A population consists of six numbers 4,8,12,16,20,24. Consider all samples of size of
two which can be drawn without replacement from this population.
i. ii. The mean of the sampling distribution of means. The standard deviation of the sampling distribution of means
i. To find the mean of the sampling distribution of means, we first need to find all possible samples of size 2 that can be drawn from the population.
Possible samples:
- {4, 8}
- {4, 12}
- {4, 16}
- {4, 20}
- {4, 24}
- {8, 12}
- {8, 16}
- {8, 20}
- {8, 24}
- {12, 16}
- {12, 20}
- {12, 24}
- {16, 20}
- {16, 24}
- {20, 24}
Now, we find the mean of each sample:
- {4, 8}: Mean = (4+8)/2 = 6
- {4, 12}: Mean = (4+12)/2 = 8
- {4, 16}: Mean = (4+16)/2 = 10
- {4, 20}: Mean = (4+20)/2 = 12
- {4, 24}: Mean = (4+24)/2 = 14
- {8, 12}: Mean = (8+12)/2 = 10
- {8, 16}: Mean = (8+16)/2 = 12
- {8, 20}: Mean = (8+20)/2 = 14
- {8, 24}: Mean = (8+24)/2 = 16
- {12, 16}: Mean = (12+16)/2 = 14
- {12, 20}: Mean = (12+20)/2 = 16
- {12, 24}: Mean = (12+24)/2 = 18
- {16, 20}: Mean = (16+20)/2 = 18
- {16, 24}: Mean = (16+24)/2 = 20
- {20, 24}: Mean = (20+24)/2 = 22
Now, to find the mean of the sampling distribution of means, we take the average of these means:
Mean = (6 + 8 + 10 + 12 + 14 + 10 + 12 + 14 + 16 + 14 + 16 + 18 + 18 + 20 + 22) / 15
Mean = 13
Therefore, the mean of the sampling distribution of means is 13.
ii. To find the standard deviation of the sampling distribution of means, we need to calculate the standard deviation of the sample means:
1. Calculate the squared differences of each sample mean from the mean calculated in part i.

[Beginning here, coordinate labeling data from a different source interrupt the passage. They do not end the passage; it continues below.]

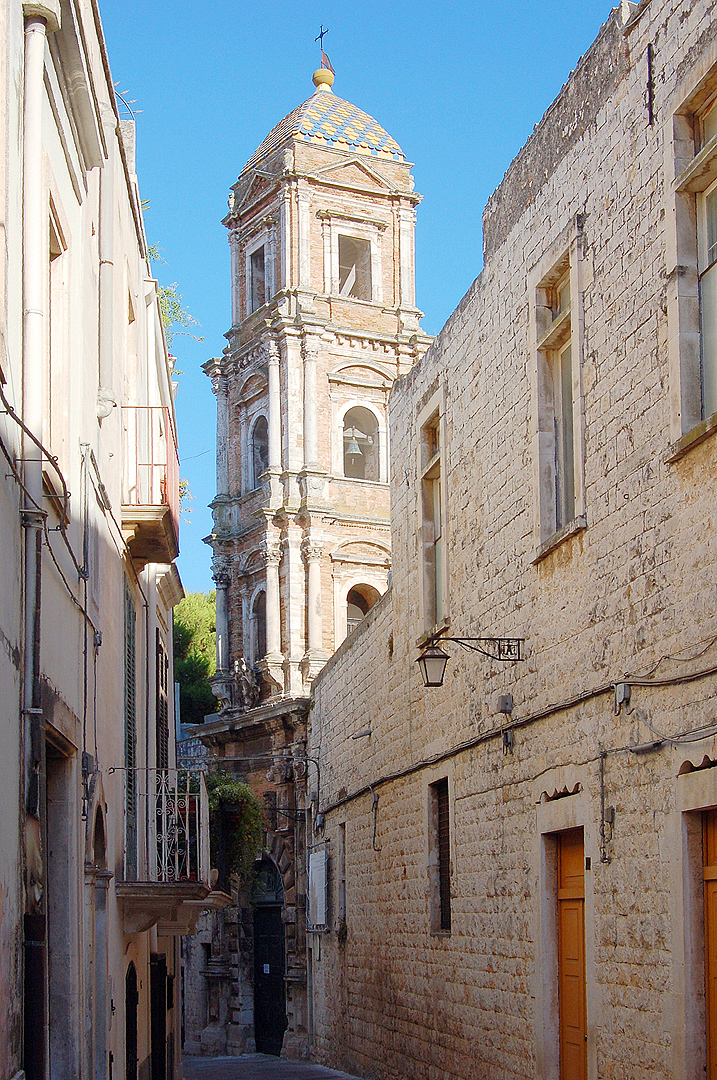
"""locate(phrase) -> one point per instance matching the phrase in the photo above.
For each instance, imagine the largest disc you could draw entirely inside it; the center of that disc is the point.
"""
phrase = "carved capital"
(311, 551)
(272, 554)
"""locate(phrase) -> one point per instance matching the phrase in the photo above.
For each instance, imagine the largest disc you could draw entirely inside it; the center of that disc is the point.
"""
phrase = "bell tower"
(321, 230)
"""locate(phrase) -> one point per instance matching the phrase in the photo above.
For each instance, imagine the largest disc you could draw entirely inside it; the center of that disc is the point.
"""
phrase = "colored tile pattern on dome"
(330, 121)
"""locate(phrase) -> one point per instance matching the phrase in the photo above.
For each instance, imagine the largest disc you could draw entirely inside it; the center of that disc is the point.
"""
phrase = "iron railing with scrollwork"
(178, 825)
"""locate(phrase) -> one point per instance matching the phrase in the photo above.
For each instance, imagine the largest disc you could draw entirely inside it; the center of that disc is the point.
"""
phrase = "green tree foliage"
(172, 311)
(194, 652)
(241, 826)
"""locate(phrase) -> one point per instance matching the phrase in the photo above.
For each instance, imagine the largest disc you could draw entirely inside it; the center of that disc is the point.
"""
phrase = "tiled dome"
(328, 121)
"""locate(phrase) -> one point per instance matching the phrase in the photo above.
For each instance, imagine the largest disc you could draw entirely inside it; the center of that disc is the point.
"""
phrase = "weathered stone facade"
(321, 228)
(103, 866)
(578, 514)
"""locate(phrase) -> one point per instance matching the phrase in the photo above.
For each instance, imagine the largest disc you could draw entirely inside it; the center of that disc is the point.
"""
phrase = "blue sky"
(459, 86)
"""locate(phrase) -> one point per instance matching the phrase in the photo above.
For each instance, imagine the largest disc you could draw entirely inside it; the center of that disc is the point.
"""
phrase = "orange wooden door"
(571, 955)
(709, 872)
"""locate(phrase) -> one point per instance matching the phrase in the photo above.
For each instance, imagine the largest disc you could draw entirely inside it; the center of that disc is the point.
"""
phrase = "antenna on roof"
(325, 63)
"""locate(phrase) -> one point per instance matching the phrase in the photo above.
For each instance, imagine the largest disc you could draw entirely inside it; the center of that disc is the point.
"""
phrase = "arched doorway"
(269, 987)
(131, 1003)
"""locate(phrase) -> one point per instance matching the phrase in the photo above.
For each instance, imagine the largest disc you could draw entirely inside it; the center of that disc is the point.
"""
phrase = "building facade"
(521, 862)
(104, 861)
(321, 228)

2. Find the average of these squared differences (variance).
3. Take the square root of the variance to find the standard deviation.
Calculations:
1. Calculate the squared differences:
- (6-13)^2 = 49
- (8-13)^2 = 25
- (10-13)^2 = 9
- (12-13)^2 = 1
- (14-13)^2 = 1
- (10-13)^2 = 9
- (12-13)^2 = 1
- (14-13)^2 = 1
- (16-13)^2 = 9
- (14-13)^2 = 1
- (16-13)^2 = 9
- (18-13)^2 = 25
- (18-13)^2 = 25
- (20-13)^2 = 49
- (22-13)^2 = 81
2. Find the average of these squared differences:
Variance = (49 + 25 + 9 + 1 + 1 + 9 + 1 + 1 + 9 + 1 + 9 + 25 + 25 + 49 + 81) / 15
Variance = 18.27
3. Take the square root of the variance to find the standard deviation:
Standard Deviation = √18.27
Standard Deviation ≈ 4.27
Therefore, the standard deviation of the sampling distribution of means is approximately 4.27.